Carlos Iván Torres León, Ecuador:
Sr. Clare said, “I ask the Lord to grant me the grace, so that if the moment comes for me to lay down my life for Him, I will be able to do it, and not be a coward or let myself be overcome by my fears.
Before beginning to write about Sr. Clare, I want to say that I had the blessing of meeting the Servant Sisters of the Home of the Mother as soon as they founded a community in Guayaquil. The Servant Sisters arrived here to be light, to be holy and to help others to do the same, in the mission that the Lord has entrusted to them. Sr. Clare had this clear from the moment she arrived in Ecuadorian lands.
The community of the Servant Sisters of the Home of the Mother is a true blessing for me. It always struck me that, although they are so different among themselves, they live their vocation as if they were one hand. What do I mean by this? Just as the hand has five fingers, and one finger may be bigger than the others or may be more active, etc., together they have one function in the body. That’s how the Servant Sisters are. Each one has her own character and personality, very different from the others, but they are always united in the community, in their vocation, in their mission. Sr. Clare, because of her personal characteristics, was one who transmitted much joy with the artistic gifts that the Lord had granted her. She became an authentic Servant Sister, for the glory of God and for apostolate. Without a doubt, this was evident for whoever had the grace of knowing her well.

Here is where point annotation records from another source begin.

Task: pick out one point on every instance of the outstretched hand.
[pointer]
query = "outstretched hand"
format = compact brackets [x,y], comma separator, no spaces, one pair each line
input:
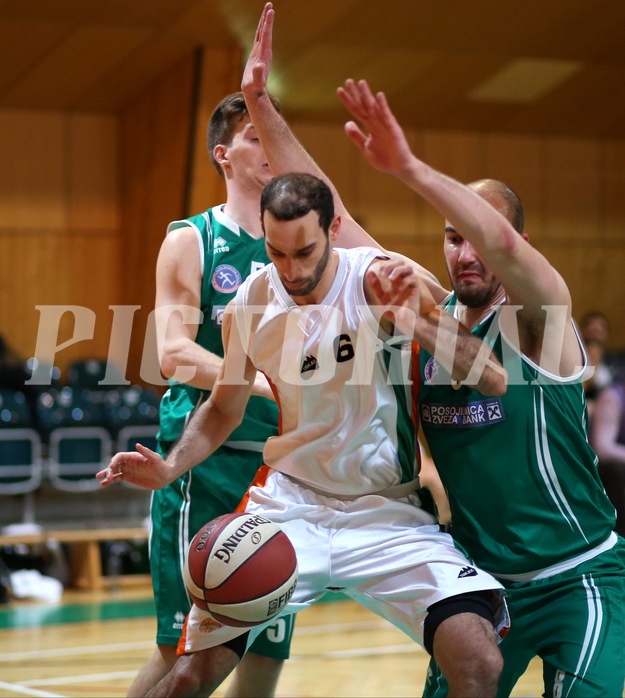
[383,142]
[143,468]
[256,72]
[394,292]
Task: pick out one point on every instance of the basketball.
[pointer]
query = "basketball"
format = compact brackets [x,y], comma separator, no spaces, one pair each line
[241,568]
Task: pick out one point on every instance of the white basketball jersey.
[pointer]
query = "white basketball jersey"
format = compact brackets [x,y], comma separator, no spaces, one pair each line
[343,385]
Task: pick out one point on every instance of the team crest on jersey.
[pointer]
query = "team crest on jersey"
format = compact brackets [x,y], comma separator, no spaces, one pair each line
[462,415]
[221,245]
[430,372]
[226,279]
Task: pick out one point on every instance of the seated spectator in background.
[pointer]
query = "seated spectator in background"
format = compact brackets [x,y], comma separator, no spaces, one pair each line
[607,437]
[595,331]
[595,326]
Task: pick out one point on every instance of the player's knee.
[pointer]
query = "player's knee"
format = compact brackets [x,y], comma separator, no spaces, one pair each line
[477,602]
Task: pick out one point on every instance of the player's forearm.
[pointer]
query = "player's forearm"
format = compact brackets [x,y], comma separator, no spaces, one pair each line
[467,359]
[206,432]
[283,150]
[472,216]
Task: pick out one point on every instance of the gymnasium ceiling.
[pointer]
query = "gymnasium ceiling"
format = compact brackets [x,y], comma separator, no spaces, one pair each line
[543,67]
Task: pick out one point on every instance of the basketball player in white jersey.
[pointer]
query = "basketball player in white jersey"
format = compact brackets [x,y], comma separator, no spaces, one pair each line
[341,478]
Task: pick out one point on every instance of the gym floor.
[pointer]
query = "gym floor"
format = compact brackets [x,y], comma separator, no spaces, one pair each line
[92,643]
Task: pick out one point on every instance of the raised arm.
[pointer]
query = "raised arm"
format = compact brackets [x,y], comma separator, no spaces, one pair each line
[209,427]
[178,315]
[606,425]
[395,293]
[283,150]
[528,278]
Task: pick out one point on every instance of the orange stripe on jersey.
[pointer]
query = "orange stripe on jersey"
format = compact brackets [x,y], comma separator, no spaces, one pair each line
[276,397]
[259,480]
[181,647]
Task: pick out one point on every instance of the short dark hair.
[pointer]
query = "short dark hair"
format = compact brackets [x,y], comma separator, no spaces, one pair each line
[224,120]
[293,195]
[514,206]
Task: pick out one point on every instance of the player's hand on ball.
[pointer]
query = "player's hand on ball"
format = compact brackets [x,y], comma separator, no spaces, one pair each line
[143,468]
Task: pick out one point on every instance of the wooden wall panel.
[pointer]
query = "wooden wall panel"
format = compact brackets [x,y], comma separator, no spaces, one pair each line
[33,172]
[459,155]
[93,165]
[519,162]
[155,142]
[572,205]
[613,191]
[572,192]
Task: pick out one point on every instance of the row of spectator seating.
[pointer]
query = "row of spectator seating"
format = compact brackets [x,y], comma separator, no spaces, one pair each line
[70,433]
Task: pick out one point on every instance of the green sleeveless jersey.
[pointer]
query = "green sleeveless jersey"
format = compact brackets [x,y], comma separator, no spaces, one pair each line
[228,255]
[521,477]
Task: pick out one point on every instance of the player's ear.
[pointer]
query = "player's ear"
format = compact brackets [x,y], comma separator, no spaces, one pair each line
[335,228]
[220,153]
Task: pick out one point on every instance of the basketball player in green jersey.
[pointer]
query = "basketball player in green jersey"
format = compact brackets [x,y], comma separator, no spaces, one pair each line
[526,500]
[202,262]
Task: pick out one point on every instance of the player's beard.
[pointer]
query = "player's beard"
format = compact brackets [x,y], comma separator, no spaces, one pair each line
[315,278]
[474,295]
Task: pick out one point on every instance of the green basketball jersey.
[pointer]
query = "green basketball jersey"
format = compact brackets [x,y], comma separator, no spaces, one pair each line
[228,255]
[521,477]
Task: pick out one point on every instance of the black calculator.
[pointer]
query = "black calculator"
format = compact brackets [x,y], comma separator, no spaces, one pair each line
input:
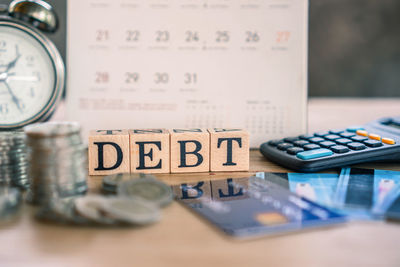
[376,141]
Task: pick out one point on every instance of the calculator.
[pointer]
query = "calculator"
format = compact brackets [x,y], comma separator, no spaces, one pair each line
[376,141]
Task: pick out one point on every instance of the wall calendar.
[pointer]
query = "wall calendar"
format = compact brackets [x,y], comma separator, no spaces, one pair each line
[189,63]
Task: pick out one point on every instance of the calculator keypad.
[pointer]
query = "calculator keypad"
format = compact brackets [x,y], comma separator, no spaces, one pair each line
[340,149]
[327,143]
[356,146]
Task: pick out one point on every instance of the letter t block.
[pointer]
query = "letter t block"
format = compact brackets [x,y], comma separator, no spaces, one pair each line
[149,150]
[230,150]
[108,152]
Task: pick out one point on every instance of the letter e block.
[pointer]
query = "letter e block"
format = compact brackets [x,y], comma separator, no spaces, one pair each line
[230,149]
[108,152]
[190,150]
[149,150]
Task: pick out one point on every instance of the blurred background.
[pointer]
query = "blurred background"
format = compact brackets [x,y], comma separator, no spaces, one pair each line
[354,46]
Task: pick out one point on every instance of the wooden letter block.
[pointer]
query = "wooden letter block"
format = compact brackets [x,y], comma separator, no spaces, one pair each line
[193,192]
[190,150]
[230,149]
[108,152]
[149,150]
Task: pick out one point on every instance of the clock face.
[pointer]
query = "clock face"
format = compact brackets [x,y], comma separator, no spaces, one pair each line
[27,77]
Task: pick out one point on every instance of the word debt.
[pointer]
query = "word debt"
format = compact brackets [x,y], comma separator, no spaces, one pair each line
[165,151]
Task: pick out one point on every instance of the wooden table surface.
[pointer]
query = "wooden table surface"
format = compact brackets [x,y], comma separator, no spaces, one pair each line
[182,239]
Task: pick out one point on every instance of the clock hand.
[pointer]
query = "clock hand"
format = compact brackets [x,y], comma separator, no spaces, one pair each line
[12,63]
[21,78]
[13,96]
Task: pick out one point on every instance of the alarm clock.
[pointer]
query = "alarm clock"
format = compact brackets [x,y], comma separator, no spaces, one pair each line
[32,72]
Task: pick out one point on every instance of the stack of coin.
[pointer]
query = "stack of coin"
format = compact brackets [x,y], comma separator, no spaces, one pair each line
[138,201]
[13,159]
[10,199]
[58,161]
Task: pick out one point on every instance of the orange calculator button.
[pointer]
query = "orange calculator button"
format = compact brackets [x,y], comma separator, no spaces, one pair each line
[362,132]
[374,137]
[388,141]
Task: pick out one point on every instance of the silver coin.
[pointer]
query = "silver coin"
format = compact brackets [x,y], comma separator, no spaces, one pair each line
[10,199]
[131,211]
[149,189]
[90,208]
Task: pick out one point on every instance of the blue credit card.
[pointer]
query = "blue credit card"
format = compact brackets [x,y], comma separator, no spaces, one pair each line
[249,207]
[388,199]
[318,187]
[361,191]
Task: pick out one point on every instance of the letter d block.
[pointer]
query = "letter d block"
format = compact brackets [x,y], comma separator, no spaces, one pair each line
[108,152]
[149,150]
[190,150]
[230,149]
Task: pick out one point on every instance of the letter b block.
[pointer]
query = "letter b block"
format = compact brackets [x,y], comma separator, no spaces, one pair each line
[190,150]
[149,150]
[108,152]
[230,149]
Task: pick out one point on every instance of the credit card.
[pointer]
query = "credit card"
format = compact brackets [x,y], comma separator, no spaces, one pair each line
[389,205]
[251,207]
[361,191]
[318,187]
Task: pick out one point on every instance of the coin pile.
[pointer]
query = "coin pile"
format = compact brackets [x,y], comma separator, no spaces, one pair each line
[138,204]
[10,199]
[58,161]
[13,159]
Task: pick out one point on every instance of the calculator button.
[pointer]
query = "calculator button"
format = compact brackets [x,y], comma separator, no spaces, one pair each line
[373,143]
[388,141]
[327,144]
[359,138]
[316,153]
[337,131]
[354,128]
[374,137]
[356,146]
[306,136]
[284,146]
[301,143]
[321,134]
[291,139]
[339,149]
[332,137]
[362,133]
[311,147]
[316,139]
[347,134]
[343,141]
[275,142]
[294,150]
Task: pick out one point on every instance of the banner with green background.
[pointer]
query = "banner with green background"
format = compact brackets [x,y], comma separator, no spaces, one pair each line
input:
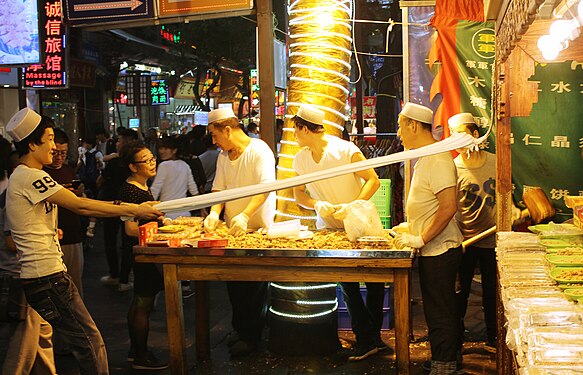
[547,146]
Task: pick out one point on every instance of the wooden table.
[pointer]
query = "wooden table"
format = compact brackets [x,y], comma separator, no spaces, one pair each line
[281,265]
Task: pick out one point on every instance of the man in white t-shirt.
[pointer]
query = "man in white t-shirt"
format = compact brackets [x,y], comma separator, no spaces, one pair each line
[31,206]
[243,161]
[431,207]
[323,152]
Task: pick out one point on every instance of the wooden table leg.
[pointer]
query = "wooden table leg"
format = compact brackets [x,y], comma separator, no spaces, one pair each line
[175,319]
[402,312]
[202,331]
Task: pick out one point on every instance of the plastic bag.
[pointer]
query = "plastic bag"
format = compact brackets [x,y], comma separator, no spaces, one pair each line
[362,219]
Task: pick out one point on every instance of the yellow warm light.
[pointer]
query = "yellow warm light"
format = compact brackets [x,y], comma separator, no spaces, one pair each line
[320,51]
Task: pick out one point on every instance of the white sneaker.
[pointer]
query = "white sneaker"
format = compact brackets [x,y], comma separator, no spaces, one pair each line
[108,280]
[125,287]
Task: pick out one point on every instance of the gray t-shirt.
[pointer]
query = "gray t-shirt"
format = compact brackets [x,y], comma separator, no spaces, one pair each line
[477,199]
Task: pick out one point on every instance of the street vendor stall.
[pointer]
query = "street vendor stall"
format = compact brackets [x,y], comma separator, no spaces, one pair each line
[534,109]
[332,262]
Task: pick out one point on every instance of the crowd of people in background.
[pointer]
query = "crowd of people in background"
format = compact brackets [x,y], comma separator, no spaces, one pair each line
[131,170]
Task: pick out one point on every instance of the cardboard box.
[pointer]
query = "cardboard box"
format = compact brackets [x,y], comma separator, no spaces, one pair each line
[146,232]
[206,242]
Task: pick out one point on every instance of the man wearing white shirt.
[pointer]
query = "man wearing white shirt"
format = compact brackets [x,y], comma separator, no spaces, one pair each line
[431,207]
[244,161]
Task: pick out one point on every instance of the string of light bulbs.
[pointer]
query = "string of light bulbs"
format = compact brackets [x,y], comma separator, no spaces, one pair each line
[561,33]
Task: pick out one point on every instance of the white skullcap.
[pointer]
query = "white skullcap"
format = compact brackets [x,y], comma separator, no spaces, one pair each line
[221,114]
[456,121]
[22,124]
[418,112]
[311,114]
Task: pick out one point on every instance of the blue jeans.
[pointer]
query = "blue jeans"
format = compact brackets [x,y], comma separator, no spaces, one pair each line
[57,300]
[366,318]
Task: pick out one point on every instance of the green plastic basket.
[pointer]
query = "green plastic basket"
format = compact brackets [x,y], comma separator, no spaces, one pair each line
[382,200]
[386,221]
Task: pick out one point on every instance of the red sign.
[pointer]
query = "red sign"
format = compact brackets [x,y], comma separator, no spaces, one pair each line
[52,73]
[369,107]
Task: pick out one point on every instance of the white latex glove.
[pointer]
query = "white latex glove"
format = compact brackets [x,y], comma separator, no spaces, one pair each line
[340,211]
[211,222]
[406,239]
[324,209]
[239,225]
[516,213]
[401,228]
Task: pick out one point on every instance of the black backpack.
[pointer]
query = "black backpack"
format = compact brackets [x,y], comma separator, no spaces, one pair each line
[88,172]
[197,173]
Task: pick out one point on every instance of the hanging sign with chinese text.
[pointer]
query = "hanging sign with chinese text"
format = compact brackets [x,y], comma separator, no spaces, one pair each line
[172,8]
[185,88]
[52,72]
[159,92]
[547,145]
[79,12]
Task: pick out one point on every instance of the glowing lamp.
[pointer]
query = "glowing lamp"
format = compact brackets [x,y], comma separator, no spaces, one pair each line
[561,30]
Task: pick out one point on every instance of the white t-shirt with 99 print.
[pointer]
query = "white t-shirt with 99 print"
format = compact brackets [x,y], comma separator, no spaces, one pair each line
[33,222]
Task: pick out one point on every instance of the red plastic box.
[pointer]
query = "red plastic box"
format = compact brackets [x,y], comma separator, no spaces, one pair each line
[146,232]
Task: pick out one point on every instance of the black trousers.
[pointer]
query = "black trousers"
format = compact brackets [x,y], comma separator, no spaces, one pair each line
[249,304]
[486,258]
[437,276]
[366,318]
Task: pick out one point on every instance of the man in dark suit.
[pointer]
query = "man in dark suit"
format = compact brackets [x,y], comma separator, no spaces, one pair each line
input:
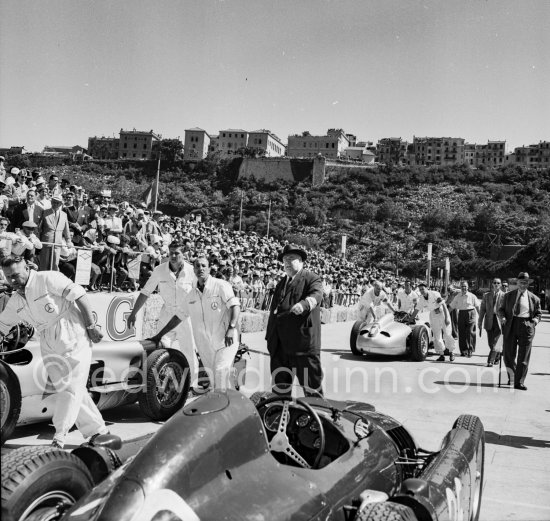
[53,228]
[488,319]
[27,211]
[519,313]
[294,326]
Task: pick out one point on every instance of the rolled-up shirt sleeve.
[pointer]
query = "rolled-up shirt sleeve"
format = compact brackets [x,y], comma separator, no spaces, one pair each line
[151,284]
[8,317]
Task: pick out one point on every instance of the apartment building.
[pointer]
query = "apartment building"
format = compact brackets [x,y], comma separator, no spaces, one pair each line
[196,144]
[266,141]
[534,155]
[231,139]
[103,147]
[305,145]
[437,151]
[391,151]
[138,144]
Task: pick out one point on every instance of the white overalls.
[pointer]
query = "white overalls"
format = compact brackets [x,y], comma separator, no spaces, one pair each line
[49,306]
[210,314]
[443,337]
[173,291]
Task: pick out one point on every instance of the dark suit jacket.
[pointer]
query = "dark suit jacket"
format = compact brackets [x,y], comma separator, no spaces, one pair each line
[487,309]
[296,334]
[506,309]
[21,214]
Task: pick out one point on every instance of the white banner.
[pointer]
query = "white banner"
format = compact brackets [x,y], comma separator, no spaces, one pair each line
[83,267]
[133,268]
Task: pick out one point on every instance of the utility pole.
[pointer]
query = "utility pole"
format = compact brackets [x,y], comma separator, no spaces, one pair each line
[241,212]
[268,218]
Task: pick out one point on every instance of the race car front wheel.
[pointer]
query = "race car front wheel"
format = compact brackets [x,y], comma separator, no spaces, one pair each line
[36,481]
[475,427]
[353,338]
[167,384]
[10,401]
[420,342]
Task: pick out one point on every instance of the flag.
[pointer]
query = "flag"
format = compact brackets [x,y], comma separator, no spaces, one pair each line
[150,195]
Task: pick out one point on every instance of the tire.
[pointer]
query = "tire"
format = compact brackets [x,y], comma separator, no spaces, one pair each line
[38,478]
[475,427]
[353,338]
[420,343]
[10,402]
[386,512]
[161,402]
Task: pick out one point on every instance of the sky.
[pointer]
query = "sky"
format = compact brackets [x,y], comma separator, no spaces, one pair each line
[476,69]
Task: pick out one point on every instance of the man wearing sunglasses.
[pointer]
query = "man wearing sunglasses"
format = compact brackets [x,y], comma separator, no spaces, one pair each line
[488,318]
[519,314]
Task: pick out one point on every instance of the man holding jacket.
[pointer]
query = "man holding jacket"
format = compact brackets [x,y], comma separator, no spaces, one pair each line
[294,326]
[519,314]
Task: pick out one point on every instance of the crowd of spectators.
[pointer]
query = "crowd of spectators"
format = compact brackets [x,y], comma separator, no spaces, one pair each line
[117,232]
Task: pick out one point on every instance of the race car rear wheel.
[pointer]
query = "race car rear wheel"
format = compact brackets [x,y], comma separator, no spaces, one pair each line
[10,401]
[385,512]
[167,383]
[420,342]
[353,338]
[35,480]
[475,427]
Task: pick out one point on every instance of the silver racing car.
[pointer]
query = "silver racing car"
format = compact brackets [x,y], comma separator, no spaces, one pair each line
[392,334]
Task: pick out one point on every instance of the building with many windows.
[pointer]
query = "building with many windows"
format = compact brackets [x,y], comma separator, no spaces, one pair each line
[138,144]
[103,147]
[197,144]
[437,151]
[267,141]
[305,145]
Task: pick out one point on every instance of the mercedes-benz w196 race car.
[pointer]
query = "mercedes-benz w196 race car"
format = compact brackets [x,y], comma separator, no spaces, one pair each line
[225,456]
[392,334]
[122,370]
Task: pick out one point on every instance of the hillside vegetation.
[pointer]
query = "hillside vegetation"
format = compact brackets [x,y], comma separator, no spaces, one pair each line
[389,215]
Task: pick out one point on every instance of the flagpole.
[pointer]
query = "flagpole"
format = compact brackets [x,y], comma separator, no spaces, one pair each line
[157,183]
[268,218]
[241,212]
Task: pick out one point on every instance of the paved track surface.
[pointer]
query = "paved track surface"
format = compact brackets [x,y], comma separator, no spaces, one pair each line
[426,397]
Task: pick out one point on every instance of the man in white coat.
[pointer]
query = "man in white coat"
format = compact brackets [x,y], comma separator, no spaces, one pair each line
[440,320]
[173,280]
[59,311]
[214,311]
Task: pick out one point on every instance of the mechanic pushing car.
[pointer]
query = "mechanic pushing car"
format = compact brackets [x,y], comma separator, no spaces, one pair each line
[440,320]
[372,300]
[214,311]
[173,280]
[59,311]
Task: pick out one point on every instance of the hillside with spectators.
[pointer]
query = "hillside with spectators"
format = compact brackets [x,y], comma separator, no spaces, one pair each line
[389,215]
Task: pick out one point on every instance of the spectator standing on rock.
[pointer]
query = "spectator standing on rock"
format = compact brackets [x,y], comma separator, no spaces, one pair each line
[488,319]
[440,320]
[468,308]
[519,314]
[294,326]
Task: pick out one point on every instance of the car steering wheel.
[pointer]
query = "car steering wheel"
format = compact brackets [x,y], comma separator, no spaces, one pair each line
[281,443]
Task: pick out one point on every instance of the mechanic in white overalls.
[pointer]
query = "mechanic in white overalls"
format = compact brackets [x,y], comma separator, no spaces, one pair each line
[373,303]
[59,311]
[440,320]
[173,280]
[214,311]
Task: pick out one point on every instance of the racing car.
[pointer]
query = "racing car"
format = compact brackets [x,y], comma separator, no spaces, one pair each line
[392,334]
[123,370]
[225,456]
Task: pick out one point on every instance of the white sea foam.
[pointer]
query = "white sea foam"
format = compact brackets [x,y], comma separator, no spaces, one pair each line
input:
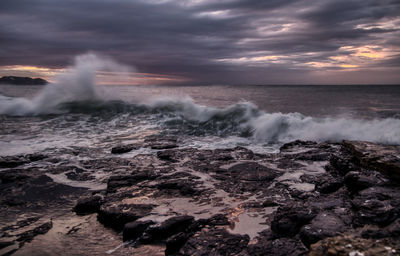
[77,83]
[241,119]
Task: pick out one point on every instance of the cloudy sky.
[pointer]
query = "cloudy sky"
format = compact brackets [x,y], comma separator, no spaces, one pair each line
[208,41]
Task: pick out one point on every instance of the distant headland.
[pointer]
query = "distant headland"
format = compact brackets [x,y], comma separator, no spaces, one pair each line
[18,80]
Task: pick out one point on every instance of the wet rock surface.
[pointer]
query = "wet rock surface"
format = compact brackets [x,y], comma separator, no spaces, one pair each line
[310,198]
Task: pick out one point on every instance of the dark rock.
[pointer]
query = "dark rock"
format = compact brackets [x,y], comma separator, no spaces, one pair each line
[134,230]
[296,144]
[252,171]
[166,155]
[382,158]
[184,187]
[356,181]
[323,225]
[12,161]
[278,247]
[119,181]
[376,205]
[19,80]
[163,145]
[214,242]
[290,218]
[35,157]
[120,149]
[374,211]
[116,216]
[5,244]
[12,176]
[175,242]
[351,245]
[28,236]
[328,184]
[168,228]
[88,205]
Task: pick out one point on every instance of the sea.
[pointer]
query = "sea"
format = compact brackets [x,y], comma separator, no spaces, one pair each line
[76,112]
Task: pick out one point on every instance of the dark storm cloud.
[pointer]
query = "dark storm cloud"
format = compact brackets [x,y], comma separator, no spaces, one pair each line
[205,41]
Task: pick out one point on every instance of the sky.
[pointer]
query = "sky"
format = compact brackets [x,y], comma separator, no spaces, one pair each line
[208,41]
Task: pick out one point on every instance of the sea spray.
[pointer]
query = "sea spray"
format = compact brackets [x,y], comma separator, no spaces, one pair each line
[77,83]
[75,92]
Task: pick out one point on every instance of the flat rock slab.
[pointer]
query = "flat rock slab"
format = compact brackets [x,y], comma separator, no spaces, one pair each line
[251,171]
[383,158]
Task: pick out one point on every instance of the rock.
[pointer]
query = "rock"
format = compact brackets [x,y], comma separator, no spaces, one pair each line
[214,242]
[175,242]
[278,247]
[295,145]
[382,158]
[120,149]
[166,155]
[134,230]
[5,244]
[118,181]
[88,205]
[356,181]
[184,187]
[116,216]
[328,184]
[252,171]
[12,161]
[354,246]
[323,225]
[376,205]
[290,218]
[168,228]
[161,142]
[28,236]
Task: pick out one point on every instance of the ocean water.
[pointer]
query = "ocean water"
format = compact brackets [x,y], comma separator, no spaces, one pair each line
[76,112]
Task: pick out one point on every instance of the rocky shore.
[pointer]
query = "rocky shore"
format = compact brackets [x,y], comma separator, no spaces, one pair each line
[308,199]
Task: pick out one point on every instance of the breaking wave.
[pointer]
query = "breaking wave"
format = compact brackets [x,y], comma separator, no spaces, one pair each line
[75,92]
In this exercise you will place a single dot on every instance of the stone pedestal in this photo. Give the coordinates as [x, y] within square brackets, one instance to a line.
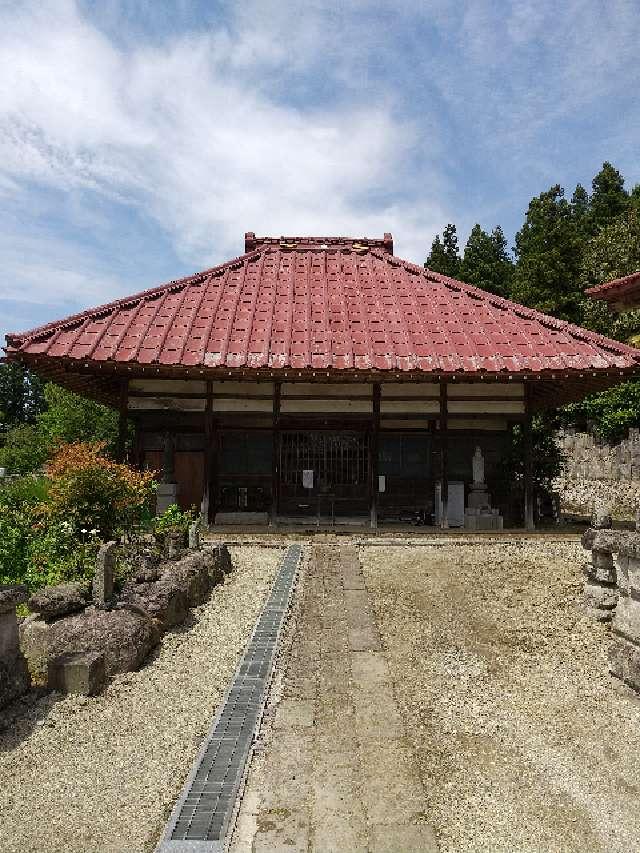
[166, 496]
[80, 672]
[14, 675]
[478, 496]
[479, 514]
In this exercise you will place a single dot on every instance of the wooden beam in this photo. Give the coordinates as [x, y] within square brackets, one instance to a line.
[444, 455]
[123, 406]
[275, 454]
[374, 455]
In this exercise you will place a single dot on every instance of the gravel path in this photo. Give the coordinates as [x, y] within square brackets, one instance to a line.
[102, 774]
[523, 741]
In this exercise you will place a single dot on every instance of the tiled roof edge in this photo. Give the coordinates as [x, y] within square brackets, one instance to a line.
[614, 285]
[521, 310]
[18, 339]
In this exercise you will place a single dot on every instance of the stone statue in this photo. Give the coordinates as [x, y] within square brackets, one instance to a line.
[478, 467]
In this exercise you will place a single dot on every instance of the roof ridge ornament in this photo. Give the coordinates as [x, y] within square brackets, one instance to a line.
[251, 242]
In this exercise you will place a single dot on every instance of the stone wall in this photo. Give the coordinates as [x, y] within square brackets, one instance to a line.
[599, 474]
[612, 593]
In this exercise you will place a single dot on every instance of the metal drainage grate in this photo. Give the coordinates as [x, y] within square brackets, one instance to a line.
[200, 819]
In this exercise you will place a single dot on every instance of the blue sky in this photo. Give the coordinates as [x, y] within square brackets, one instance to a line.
[140, 139]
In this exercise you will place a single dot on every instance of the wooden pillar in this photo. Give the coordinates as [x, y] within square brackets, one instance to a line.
[209, 454]
[529, 519]
[444, 455]
[374, 455]
[123, 411]
[138, 454]
[275, 455]
[169, 459]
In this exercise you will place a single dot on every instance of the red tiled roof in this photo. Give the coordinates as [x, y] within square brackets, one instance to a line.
[619, 287]
[323, 303]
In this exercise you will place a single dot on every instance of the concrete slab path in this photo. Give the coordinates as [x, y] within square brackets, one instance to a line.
[337, 772]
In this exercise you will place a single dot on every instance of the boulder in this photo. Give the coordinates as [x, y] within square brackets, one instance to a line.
[53, 602]
[193, 574]
[123, 635]
[166, 599]
[601, 568]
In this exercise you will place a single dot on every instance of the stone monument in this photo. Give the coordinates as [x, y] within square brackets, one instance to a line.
[479, 497]
[14, 675]
[479, 514]
[103, 575]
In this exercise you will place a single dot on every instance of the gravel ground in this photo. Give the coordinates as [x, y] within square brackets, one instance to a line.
[102, 774]
[524, 742]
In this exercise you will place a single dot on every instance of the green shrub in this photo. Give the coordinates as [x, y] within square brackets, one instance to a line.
[16, 536]
[95, 494]
[608, 414]
[25, 449]
[57, 556]
[174, 520]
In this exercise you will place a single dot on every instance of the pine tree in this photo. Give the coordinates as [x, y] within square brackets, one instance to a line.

When I saw the video in honor of Sr. Clare, I can say that the girl who said she wanted to be a “famous nun” was the same Sr. Clare that I met during her time in Guayaquil. The same gestures, the same spontaneity. It was her, but now she has traveled considerably down the path of the struggle for holiness.
I remember that what stood out about her was her joy, her artistic gifts, and her love of God and Our Lady. I think what distinguished her was her authenticity and her simplicity in being herself. This is what she transmitted at all times. I remember that in the Holy Week Encounter in Play Prieta, the topic of dying for God came up, dying in the little things of our everyday life to be faithful in the bigger things in the face of trial. Sr. Clare said, “I ask the Lord to grant me the grace, so that if the moment comes for me to lay down my life for Him, I will be able to do it, and not be a coward or let myself be overcome by my fears. It’s easy to say this now, giving a talk. Real nice. And we get all excited and say ‘Yes, Lord! Yes, I’m willing to lay down my life for You!’ But when I think about it seriously, I mean really seriously, I don’t know how I would react in the moment I have to give my life for Him. I hope to have enough strength to die and remain faithful to Him. I want to give my life for Him. It’s difficult, but it’s necessary to make the effort to be faithful in those little moments, beginning with small things.”
Hearing her speak like this really impacted me, because we often think that consecrated people are always brave, made of steel, without any fears… we forget that they are human beings just like the rest of us. Sister was sincere about what she said, without putting on any masks, and showing her humanity. This made it possible for many people to feel identified with what she was saying. Who isn’t going to be afraid in the face of danger? It’s normal. It’s human. But it is God who gives the grace to carry on and remain faithful.
Another of her characteristic was the fact that she always tried to do everything with God and for God, just like any Servant Sister. She wanted everything she did to go unnoticed and for everyone’s attention to be centered on God, on Jesus hidden in the tabernacle, especially in the liturgy. One time, the chairs had been arranged in a way that would make it easier for those who had to sing in Mass. It also made the choir more visible to the rest of the congregation. When Sr. Clare saw these changes, she started to move the chairs to where they were before. Some people asked her, “Why are you moving the chairs around? Where they were, it would be easier for the singers and the people can see you better.” She responded, “That’s exactly what I don’t want. It’s not a concert for people to come and hear us sing. We come here to sing for God, not to shine before men. They have to see God, who is there (pointing at the tabernacle). That’s where they need to direct their attention.” That response demonstrates the purity of her attention, her doing things for the glory of God.
These brief stories that I share are stories that I treasure in my heart and remember with affection. Sr. Clare’s story makes us turn our gaze to the Lord. Her joy, simplicity, humility, authenticity, transparency, and above all, her love for God and the Blessed Virgin, have made her a “famous Servant Sister.”
Sr. Clare’s life has left us these lessons and many more.